For all of your smartphone-owning life, you've been told you can't use your expensive device while wearing gloves, no matter how low the mercury plummets. You weren't really sure why, you just knew it wasn't going to happen.
And so rocketed sales of fingerless gloves, conductive gloves, and even conductive thread for those brave (or thrifty!) enough to hack their own touch-screen hand coverings.
Then something wonderful happened that obliterated this sad certainty of specialty winterwear dependence forever, and that was Nokia.
Starting with the Nokia Lumia 920 and Nokia Lumia 820, the industry got a smartphone touch screen that could register taps and gestures made with fingernails and many gloves (though I wouldn't try heavy-duty whompers).
Nokia didn't just make the supersensitive screen setting an option for its highest-end phones, either. The budget-friendly Lumia 720 and Lumia 520 incorporate this touch-sensitivity option as well.
For a while, Nokia was alone in the supertouchy screen game, until Huawei introduced itsAscend P2 and Samsung followed suit with its Galaxy S4 flagship Android phone.
It's no coincidence that all these phones emerged with the same capabilities as most of Nokia's Lumia lineup; they use the same touch-screen supplier, Synaptics, a Santa Clara, Calif., company whose technology drives the supersensitive train.

A disturbance in the force
Have you seen a diagram of a mobile phone display? It's a lot more than the cover glass you're worried about shattering when you drop your phone.
There are layers that stack up to form the whole package, from the coated cover glass on top through filters, substrate glass, and screen material, like the LCD or OLED sheaves that actually turn pixels on and off to create the picture you see on the screen.
It also helps to have a basic understanding of how a touch screen works in the first place. There's a lot of electrical engineering involved, but the gist of it is that electrodes in the screen assembly help create and hold an electric field around the screen.
When you touch your phone's face, your fleshy finger -- a conductor in its own right -- disturbs that electric charge where you come in contact with the screen.
In the case of multitouch actions, like pinching and zooming, the screen plots coordinates for multiple points of contact.

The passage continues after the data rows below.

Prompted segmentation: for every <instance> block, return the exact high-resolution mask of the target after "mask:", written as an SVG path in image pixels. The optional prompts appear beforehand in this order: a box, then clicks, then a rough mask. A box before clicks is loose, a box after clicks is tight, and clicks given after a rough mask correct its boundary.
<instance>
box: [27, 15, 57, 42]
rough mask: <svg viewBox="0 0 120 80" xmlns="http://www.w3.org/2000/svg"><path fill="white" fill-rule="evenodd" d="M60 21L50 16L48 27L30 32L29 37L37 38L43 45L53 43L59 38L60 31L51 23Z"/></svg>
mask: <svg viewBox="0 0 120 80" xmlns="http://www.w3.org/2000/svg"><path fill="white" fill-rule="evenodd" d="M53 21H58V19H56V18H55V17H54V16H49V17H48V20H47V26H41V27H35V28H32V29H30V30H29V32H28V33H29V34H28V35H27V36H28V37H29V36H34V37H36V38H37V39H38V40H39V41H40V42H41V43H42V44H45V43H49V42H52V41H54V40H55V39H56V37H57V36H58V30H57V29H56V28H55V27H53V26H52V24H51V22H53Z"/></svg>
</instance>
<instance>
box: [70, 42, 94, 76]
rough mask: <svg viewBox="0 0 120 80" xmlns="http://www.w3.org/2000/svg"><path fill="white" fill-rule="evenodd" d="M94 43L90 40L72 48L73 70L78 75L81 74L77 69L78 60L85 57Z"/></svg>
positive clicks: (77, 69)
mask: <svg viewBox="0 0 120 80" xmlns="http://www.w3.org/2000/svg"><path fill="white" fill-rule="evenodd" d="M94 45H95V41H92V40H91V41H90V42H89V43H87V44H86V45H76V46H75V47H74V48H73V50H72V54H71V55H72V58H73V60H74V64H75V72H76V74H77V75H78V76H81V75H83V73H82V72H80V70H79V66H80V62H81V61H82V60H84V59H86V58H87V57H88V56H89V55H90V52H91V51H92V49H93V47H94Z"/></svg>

Synaptics' touch technology recognizes up to 10 points of contact at a time, even though you usually use one or two.
The touch sensors -- which detect your taps -- don't reside alone. There's also the touch controller chip, which zips off your electric signals and coordinates to a more powerful processor that then kicks off a task. So for example, you touch the screen on this icon here, and an instant later, you've opened an app.